June Swann says, in “Shoes” (ISBN 0 7134 0942 8) P.28:
“There were also half boots from the 1750s, cut a little higher than modern ankle boots, which descend from them and worn for shooting and by the military. St James Chronicle, 1763, comments on ‘tradesmen who ape their betters….breeches almost met by a pair of shoes that reached about three and a quarter inches above the ankles.’ They were typical wear for both sides during the American War of Independence (see Peale’s portrait of Captain John Harleston of Chicago.”
I have tried to track down the Harleston portrait without luck.
Three and a quarter inches above the ankle makes an eight-inch boot. Remember that the St. James Chronicle was a snob’s gazette and was ridiculing the ‘tradesmen who ape their betters.’ Was this the foundation for the term ‘upstart’?
A little before this, in 1745 an English painting shows a sportsman using such shoes for hunting on foot. The term used by the English was ‘buskin’, called after the classical Greek-Roman footwear which was a high, laced sandal.
Similar high laced shoes appear as far back as the middle ages, about the time that people got tired of wearing wooden shoes full of manure. The hi-lows were made with tongues and without tongues. The pair pictured in the Collector’s Encyclopaedia of the American Revolution does not have tongues. It is called an ‘overshoe’ and is said to have belonged to Thomas Jefferson.
In the Colonies, the hi-low was a farm boot meant for the barnyard and pig-stye in a day when there were no rubber boots. Do you wonder that surviving specimens are hard to find?
It is just such a farmer’s boot that Don Troiani shows on his Lexington Minute Man.
Someone asked Nancy, ”Where did Troiani get his authentication?”
If there is one man I would never question on such matters, it is Don Troiani.

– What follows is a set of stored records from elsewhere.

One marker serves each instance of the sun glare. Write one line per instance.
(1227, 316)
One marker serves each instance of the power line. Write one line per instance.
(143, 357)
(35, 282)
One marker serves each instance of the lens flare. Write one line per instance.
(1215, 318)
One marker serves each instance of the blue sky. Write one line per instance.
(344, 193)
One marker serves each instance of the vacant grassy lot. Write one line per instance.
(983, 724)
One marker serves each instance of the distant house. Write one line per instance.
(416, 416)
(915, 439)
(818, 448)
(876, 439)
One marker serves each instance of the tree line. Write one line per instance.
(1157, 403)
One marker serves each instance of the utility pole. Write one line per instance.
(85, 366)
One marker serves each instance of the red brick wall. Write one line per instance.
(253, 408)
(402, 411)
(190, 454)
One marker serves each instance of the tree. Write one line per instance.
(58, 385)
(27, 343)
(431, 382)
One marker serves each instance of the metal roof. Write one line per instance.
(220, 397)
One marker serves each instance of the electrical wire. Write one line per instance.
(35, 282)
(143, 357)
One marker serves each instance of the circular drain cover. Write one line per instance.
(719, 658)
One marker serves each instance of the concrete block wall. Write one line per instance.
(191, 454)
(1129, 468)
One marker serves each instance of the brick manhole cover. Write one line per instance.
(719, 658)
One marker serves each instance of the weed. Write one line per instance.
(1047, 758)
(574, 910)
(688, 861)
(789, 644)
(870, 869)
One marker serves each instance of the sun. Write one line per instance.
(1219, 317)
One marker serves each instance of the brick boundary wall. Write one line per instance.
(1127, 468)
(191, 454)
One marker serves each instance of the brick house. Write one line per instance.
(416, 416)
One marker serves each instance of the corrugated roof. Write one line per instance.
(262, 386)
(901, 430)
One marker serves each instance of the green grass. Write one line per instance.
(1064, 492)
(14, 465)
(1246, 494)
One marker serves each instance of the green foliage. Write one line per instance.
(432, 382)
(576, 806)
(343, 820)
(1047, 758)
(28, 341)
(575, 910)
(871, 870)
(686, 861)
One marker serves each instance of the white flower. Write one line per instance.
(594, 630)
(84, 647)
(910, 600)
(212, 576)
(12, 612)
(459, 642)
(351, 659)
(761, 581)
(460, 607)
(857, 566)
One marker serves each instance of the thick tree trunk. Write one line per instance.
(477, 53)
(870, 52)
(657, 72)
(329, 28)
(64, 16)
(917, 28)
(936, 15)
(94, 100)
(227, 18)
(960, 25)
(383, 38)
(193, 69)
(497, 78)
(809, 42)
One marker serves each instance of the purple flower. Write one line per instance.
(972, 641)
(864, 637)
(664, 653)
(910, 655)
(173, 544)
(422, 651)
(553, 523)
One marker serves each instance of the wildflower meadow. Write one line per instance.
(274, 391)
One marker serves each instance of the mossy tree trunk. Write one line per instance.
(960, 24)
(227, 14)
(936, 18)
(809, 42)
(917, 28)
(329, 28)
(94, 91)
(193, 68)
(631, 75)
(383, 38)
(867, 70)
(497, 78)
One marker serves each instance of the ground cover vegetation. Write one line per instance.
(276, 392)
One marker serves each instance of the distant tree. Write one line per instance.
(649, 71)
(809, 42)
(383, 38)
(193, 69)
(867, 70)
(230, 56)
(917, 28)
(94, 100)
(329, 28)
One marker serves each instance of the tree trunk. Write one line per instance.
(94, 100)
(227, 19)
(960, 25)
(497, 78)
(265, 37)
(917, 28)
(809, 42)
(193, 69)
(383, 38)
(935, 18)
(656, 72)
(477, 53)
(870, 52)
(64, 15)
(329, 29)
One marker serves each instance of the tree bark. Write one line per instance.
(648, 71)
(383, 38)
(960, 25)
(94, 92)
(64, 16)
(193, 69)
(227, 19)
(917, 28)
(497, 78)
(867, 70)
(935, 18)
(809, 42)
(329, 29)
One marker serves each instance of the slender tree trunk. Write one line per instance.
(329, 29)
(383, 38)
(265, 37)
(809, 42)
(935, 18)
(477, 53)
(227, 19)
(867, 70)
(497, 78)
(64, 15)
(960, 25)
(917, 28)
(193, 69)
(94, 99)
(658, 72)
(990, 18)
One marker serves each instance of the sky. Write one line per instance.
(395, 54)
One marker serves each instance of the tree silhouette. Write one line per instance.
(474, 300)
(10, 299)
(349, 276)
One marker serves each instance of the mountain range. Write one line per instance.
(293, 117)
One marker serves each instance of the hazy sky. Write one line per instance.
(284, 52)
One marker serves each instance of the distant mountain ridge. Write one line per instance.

Then there is Al Saguto, long time resident cordwainer at Historical Williamsburg: He says,
One detail from the surviving 18th c. boots: where the original lacing survives, it’s always “spiral” laced, that is the length of thong is knotted at one end[the bottom], and it spirals round and round up the front opening, then is half-hitch looped, and the other end tucked inside the boot……. DA Saguto
Al made the first pair of reproduction hi-lows for a customer several years ago and deserves credit for bringing back a safe and comfortable shoe for Colonial re-enactors. He does only bespoke work and has a waiting line but it is worth it.